A história taxonômica dos Ricinulei é um tanto confusa, mas ainda assim interessante de abordarmos um pouco. O primeiro integrante desse grupo a ser descrito foi um fóssil, em 1837, pelo inglês William Buckland. Naquela época, acabou sendo classificado como um besouro. Mas não julguemos mal o nosso colega inglês, afinal o primeiro ricinulídeo vivo só foi descrito no ano seguinte (1838) pelo entomólogo francês Félix Guérin-Meneville. Ainda assim, o nome Ricinulei só foi estabelecido por Tamerlan Thorell em 1892. Por muito tempo, acreditou-se que esses animais fossem bastante raros, muito por causa de sua baixa amostragem em diversos inventários de fauna realizados. Entretanto, foram encontrados em certa abundância em um fragmento florestal em Belém (PA) com uma coleta direcionada. O que é, de fato, bem curioso. Talvez baste saber procurar dependendo da região.

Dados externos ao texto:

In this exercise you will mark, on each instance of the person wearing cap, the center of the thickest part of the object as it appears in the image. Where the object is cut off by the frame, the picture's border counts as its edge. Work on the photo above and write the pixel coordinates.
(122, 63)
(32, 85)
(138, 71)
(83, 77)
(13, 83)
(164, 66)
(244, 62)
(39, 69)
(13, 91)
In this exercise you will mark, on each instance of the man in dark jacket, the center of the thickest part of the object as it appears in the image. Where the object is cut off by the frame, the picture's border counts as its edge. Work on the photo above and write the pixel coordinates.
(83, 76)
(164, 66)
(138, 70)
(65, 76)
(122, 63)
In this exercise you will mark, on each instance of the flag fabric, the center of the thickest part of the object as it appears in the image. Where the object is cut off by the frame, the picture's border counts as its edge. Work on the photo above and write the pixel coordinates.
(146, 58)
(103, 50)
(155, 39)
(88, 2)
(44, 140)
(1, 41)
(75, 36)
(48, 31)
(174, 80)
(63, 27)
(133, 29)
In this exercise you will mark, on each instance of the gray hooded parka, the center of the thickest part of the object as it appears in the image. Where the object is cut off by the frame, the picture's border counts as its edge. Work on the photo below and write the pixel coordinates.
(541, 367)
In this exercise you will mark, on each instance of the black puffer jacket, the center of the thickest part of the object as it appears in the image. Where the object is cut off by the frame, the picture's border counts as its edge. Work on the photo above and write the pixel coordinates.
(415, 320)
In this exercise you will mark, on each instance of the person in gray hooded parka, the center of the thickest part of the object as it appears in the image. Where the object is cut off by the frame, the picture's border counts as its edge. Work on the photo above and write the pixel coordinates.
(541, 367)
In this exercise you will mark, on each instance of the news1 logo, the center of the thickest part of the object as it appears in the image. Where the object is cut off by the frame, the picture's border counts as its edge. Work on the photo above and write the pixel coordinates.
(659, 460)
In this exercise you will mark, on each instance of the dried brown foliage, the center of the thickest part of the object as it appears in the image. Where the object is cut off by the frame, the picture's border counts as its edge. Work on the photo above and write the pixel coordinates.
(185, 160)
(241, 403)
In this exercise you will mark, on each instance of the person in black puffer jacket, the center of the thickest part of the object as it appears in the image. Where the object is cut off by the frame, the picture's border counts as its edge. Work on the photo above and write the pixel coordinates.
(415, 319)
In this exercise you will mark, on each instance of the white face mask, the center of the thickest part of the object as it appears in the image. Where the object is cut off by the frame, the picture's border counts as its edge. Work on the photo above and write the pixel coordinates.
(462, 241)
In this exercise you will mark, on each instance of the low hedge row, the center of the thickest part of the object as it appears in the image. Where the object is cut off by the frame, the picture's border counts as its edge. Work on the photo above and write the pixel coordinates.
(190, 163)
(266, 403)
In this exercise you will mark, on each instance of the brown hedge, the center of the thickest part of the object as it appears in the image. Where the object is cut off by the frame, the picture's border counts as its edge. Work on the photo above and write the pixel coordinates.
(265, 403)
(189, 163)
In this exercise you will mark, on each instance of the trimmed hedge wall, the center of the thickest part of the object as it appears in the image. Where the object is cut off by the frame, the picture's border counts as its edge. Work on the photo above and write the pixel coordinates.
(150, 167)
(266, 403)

https://www.youtube.com/watch?v=fXXw_krF1fc
Encontrar um ricinulei vivo é um sonho para muitos aracnólogos ou amantes da área. Eu já tive essa oportunidade algumas vezes, o que associo com a vantagem de morar na Amazônia. Em um primeiro momento, a impressão que temos é que ricinulídeos são bichos letárgicos, o que geralmente não é esperado para um predador (veja aqui nesse vídeo em velocidade real feito pelo biológo e macrofotógrafo César Favacho), mas uns anos atrás acabei levando um “olé” a lá Ronaldinho Gaúcho de um pequeno machinho no laboratório. Eu literalmente pisquei e, de repente, o pequeno artrópode já havia sumido e nunca mais o encontrei: 1 x 0 para os Ricinulei. Em outra oportunidade, enquanto colaborava em um monitoramento de fauna em Juruti (PA), estávamos nos organizando para voltar da coleta noturna e, em dado momento, quando mirei a lanterna para o chão ao lado do carro, lá vinha uma “aranha estranha” (perdoem a minha miopia) caminhando apressada. Quando olhei mais de perto e reconheci do que se tratava, o brilho nos olhos foi instantâneo. Experiências que fazem qualquer amante dos artrópodes suspirar (e aqui empatamos o placar).
Atualmente existem menos de uma centena de espécies descritas para esse grupo –negligenciado por tanto tempo – alocados em uma única família. Certamente, muitas informações ainda estão por serem descobertas acerca de seu comportamento, técnicas de predação, alimentação, cópula, espécies novas, fósseis, seu status de conservação etc. Ricinulídeos são animais fantásticos, particularmente incluídos no meu conceito de “fofofauna” dentre os artrópodes. Espero ter despertado um pouco de curiosidade em você, que está lendo este texto e que assim os ricinulídeos ganhem mais simpatia. Afinal, não fazem mal nenhum a nós, seres humanos.
Referências
– Barreiros, José & Pinto da Rocha, Ricardo & Bonaldo, Alexandre. (2005). Abundância e fenologia de Cryptocellus simonis Hansen & Sorensen, 1904 (Ricinulei, Arachnida) na serapilheira do Bosque Rodrigues Alves, Belém, Pará, Brasil, com a comparação de três técnicas de coleta. Biota Neotropica. 5. 1-9. 10.1590/S1676-06032005000200006.
– Fernández, Rosa & Giribet, Gonzalo. (2015). Unnoticed in the tropics: Phylogenomic resolution of the poorly known arachnid order Ricinulei (Arachnida). Royal Society Open Science. 2. 10.1098/rsos.150065.